The harpsichord is one of the most evocative instruments; its sound immediately transporting you back four or five hundred years to the time of royal courts and bewigged composers. On Voluta, Francesco Maria Narcisi takes fragments of the instrument being played and introduces them to a modern setting that puts it right onto the back foot.
His tinkering with the recording on opener “The Hidden Edge” gives the instrument a drunken, weathered stumble, scorched and fried. A drone settles behind, as if marching the unsuspecting harpsichord off to places unknown. The tone turns sombre and you feel the harpsichord rebel, as if it knows all is lost. The clashing notes on “Blank Mass Tower’/Floating Out”, echoing and pregnant but simple; cloaked in effects, a voice appears and vanishes again. Everything shimmers in a dust haze, hesitant and settled like an abandoned monastery.

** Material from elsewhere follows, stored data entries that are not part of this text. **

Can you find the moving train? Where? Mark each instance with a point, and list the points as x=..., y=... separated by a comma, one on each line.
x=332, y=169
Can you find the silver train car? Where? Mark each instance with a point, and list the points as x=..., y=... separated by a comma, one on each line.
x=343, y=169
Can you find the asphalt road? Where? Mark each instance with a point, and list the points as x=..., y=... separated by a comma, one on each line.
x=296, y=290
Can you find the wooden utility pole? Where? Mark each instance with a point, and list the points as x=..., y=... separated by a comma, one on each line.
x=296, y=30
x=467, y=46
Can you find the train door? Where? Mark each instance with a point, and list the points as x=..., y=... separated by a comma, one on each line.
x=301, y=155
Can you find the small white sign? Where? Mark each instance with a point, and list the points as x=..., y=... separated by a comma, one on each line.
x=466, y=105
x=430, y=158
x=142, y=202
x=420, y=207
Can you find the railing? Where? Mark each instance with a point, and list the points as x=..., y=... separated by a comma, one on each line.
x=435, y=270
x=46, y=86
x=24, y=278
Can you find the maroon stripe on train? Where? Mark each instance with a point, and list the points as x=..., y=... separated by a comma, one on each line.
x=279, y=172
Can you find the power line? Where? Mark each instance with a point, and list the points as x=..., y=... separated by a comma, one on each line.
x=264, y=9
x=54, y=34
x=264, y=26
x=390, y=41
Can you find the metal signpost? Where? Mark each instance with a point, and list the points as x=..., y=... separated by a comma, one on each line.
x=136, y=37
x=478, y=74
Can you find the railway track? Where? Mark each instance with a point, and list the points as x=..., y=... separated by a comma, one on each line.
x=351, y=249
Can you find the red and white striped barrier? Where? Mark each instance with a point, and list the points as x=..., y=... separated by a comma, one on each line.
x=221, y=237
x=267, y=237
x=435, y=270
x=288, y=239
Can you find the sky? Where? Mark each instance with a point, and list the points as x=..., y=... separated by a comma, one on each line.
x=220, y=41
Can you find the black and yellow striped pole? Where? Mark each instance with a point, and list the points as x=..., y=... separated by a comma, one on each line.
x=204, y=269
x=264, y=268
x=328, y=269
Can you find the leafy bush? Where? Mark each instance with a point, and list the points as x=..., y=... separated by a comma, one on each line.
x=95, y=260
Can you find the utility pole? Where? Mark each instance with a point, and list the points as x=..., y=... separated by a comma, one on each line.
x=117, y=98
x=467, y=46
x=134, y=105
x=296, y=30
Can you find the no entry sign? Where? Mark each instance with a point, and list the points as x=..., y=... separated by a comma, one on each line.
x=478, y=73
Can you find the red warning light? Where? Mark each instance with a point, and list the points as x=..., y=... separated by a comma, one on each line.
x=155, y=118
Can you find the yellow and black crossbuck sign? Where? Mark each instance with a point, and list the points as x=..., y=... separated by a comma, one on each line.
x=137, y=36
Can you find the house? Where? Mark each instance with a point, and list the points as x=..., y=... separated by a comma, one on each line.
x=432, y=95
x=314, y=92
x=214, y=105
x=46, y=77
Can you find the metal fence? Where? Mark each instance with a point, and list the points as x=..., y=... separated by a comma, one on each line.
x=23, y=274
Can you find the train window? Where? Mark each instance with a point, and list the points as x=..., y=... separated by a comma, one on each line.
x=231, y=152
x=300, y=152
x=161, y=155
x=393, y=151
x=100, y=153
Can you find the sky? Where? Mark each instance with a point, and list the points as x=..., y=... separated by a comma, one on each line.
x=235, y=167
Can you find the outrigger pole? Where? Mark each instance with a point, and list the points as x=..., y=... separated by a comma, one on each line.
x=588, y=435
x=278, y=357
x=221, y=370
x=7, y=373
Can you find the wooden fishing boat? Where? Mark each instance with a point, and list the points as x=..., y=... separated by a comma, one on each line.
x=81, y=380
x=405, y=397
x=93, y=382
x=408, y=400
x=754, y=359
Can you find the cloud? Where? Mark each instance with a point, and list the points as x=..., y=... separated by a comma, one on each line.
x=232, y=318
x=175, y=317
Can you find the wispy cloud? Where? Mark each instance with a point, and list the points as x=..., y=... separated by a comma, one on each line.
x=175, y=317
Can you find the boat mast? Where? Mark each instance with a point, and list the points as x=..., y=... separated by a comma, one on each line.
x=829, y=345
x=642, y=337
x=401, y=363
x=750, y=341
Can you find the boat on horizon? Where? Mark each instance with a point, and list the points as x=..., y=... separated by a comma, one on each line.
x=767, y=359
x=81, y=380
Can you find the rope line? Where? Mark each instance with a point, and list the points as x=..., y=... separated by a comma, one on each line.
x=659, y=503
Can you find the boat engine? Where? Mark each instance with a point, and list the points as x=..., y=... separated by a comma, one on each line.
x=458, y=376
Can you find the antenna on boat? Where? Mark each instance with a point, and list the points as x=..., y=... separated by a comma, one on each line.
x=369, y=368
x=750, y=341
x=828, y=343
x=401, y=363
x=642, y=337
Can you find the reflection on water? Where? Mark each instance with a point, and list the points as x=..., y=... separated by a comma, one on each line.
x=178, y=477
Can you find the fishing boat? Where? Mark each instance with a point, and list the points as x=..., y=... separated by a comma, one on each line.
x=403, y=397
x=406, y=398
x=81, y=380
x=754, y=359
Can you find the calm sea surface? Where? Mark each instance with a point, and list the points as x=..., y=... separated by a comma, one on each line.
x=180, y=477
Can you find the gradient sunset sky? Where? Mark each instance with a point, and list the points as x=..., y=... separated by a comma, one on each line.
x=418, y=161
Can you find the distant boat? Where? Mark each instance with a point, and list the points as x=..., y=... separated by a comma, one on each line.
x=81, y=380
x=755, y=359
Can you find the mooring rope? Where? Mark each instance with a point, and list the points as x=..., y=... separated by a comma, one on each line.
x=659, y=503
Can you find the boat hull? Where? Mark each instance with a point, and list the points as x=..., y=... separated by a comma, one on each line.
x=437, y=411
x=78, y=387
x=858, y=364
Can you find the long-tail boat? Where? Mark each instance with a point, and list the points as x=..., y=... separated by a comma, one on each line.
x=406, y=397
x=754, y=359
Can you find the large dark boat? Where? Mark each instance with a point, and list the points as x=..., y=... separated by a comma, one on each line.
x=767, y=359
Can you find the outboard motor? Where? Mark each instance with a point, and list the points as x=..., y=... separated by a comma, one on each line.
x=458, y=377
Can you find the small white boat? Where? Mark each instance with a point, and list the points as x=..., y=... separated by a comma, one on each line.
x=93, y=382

Not all of the album is harpsichord-based, but it does all have a wooozy, drifting sensation. The violin-led “Seeing Beyond” has sustained notes that echo like they are emanating from a dungeon, giving a restless energy that carries on into the crackling-fire tension of “Who Am I”. The appearance of ghostly voices, a choral dream, heralds an upswing in emotion and it is beautiful but mournful. There are tiny hints of Dead Can Dance in places, with that same desire to merge genres and eras with a seeming ease. It is the use of effects on the harpsichord that stand this album out from anything else.https://www.youtube.com/watch?v=akIkH604vNY
Narcisi also samples harp and “Segismundo” is full of the wail of strange machinery. Something like a bandsaw dominates with a huge amount of echo; it is lithe and purposeful, and at one point throws off the shackles and sweeps off in a glory of repetition. In “Dawn Of Icarus”, the harpsichord seems to trip over itself, as if the player’s fingers are frozen on an old and well-loved phrase. The religious vocal wall in the background has a significance that a repeated high note tries to get under the skin. Jets take off and all around are sounds that shouldn’t work together, but somehow in the amorphous whole, it is just what is required.There is a feeling of salvation on penultimate track “Nothing Is Fated”; it is melancholic and the voices are distant but welcoming, as is the gentle pressure of fingers on strings and by the final track, “Hope”. Here, the voices are filled with just that; a positive, encompassing energy with loops the perfect length and a mosaic-like structure that has a subtle progress. Voluta is an intriguing and unique release, the perfect melding of ancient and modern, dreamlike yet aware and filled with surprises. Well recommended.